ATF 140 I 353 du 1er octobre 2014 Compétence cantonale pour l'activité policière préventive confirmée. Les cantons sont compétents pour régler l'activité policière préventive, pour autant qu'elle ne relève pas du code de procédure pénale.
« Compétence des cantons pour régler l'activité policière préventive qui ne se rattache pas à un soupçon d'infraction et ne se fonde pas sur le code de procédure pénale de la Confédération. »
#Répartition des tâches entre la Confédération et les cantons
ATF 128 II 1 du 22 janvier 2001 Défense nationale comme tâche fédérale par rapport aux compétences cantonales. En cas de conflits d'intérêts entre la défense nationale et d'autres biens à protéger, l'autorité chargée du plan sectoriel doit procéder à une priorisation claire.
« Si l'intérêt de la défense nationale entre en collision avec l'intérêt à la conservation d'un corridor faunique d'importance nationale, l'approbation des plans présuppose que l'autorité chargée du plan sectoriel (ici : le Conseil fédéral) se soit expressément penchée sur le conflit d'intérêts dans le plan sectoriel et ait clairement décidé de la priorité de l'intérêt militaire. »

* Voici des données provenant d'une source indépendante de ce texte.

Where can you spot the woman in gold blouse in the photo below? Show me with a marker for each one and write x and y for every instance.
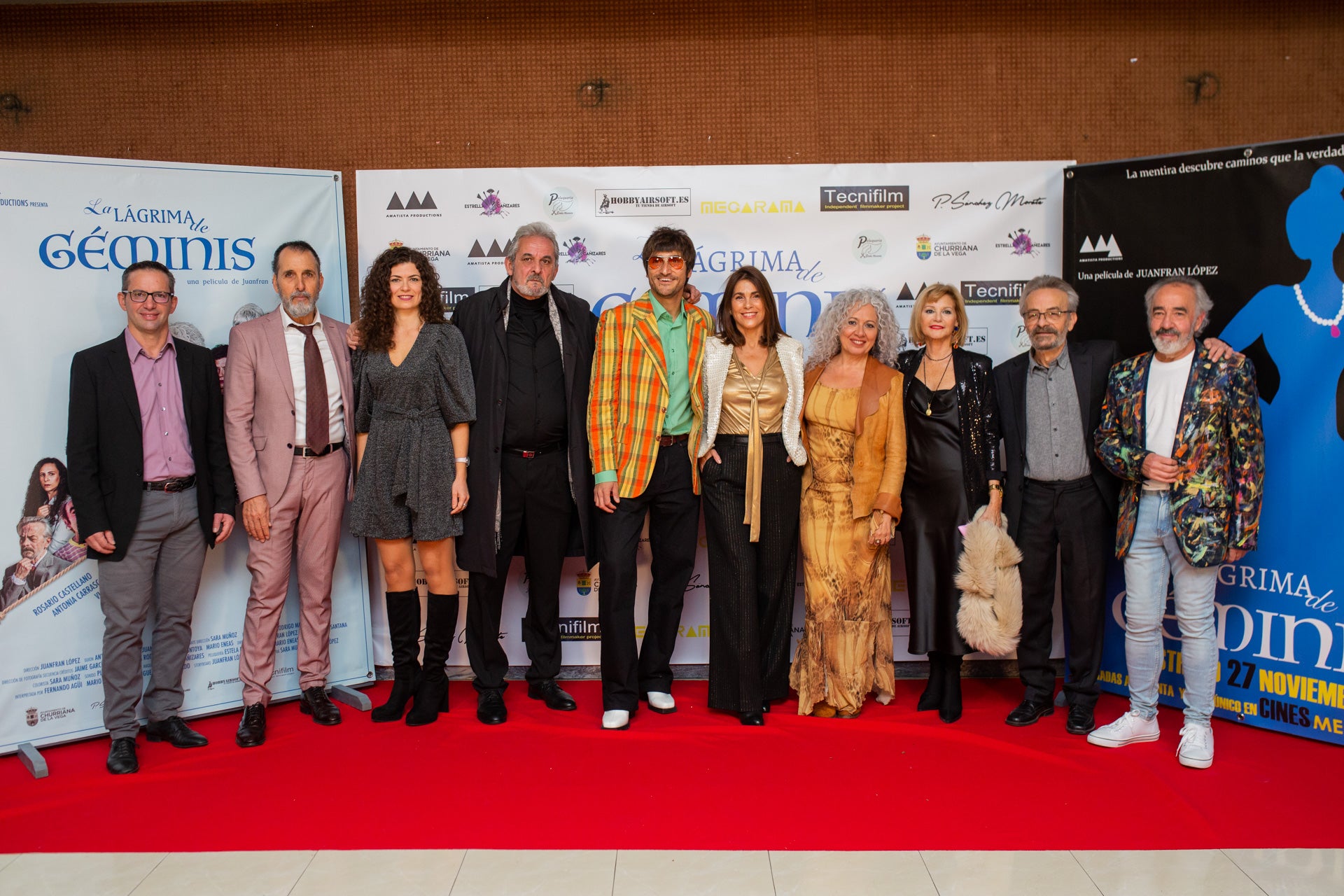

#Transfert de tâches de sécurité à des privés
ATF 148 II 218 du 30 avril 2021 Exigences élevées pour le transfert de tâches de police de sécurité à des privés. La délégation à des privés de tâches de sécurité de droit public nécessite une base légale suffisante.
« Des exigences particulièrement élevées doivent être posées à la base légale formelle dans le domaine du transfert de tâches de police de sécurité. Ni la LAsi ni la LSIT ne contient une base légale suffisante pour le transfert en question de tâches de police de sécurité à Securitas AG. »
#Nouvelles technologies dans le travail de police
ATF 151 I 137 du 24 mars 2025 Limites constitutionnelles en matière de surveillance automatisée. Les technologies de surveillance modernes sont soumises à des exigences constitutionnelles strictes concernant la délimitation des compétences et la proportionnalité.
« Comme celle-ci sert en premier lieu à la poursuite pénale, elle nécessite une base dans le CPP ; le canton n'est pas compétent à cet effet. Pour le domaine d'application préventif-policier restant, l'atteinte au droit à l'autodétermination informationnelle autorisée selon le § 4 quinquies PolG/LU est disproportionnée. »
#Lutte contre le terrorisme
F-6954/2023 (TAF) du 17 avril 2024 Les mesures policières de lutte contre le terrorisme doivent être proportionnées. Les autorités de sécurité peuvent prendre des mesures préventives contre les risques terroristes, mais sont soumises aux limites des droits fondamentaux.
La jurisprudence montre que l'art. 57 Cst. crée une base flexible pour la coordination des autorités de sécurité, tout en posant des limites constitutionnelles claires. Le transfert de tâches à des privés et l'utilisation de nouvelles technologies de surveillance font l'objet d'un examen strict.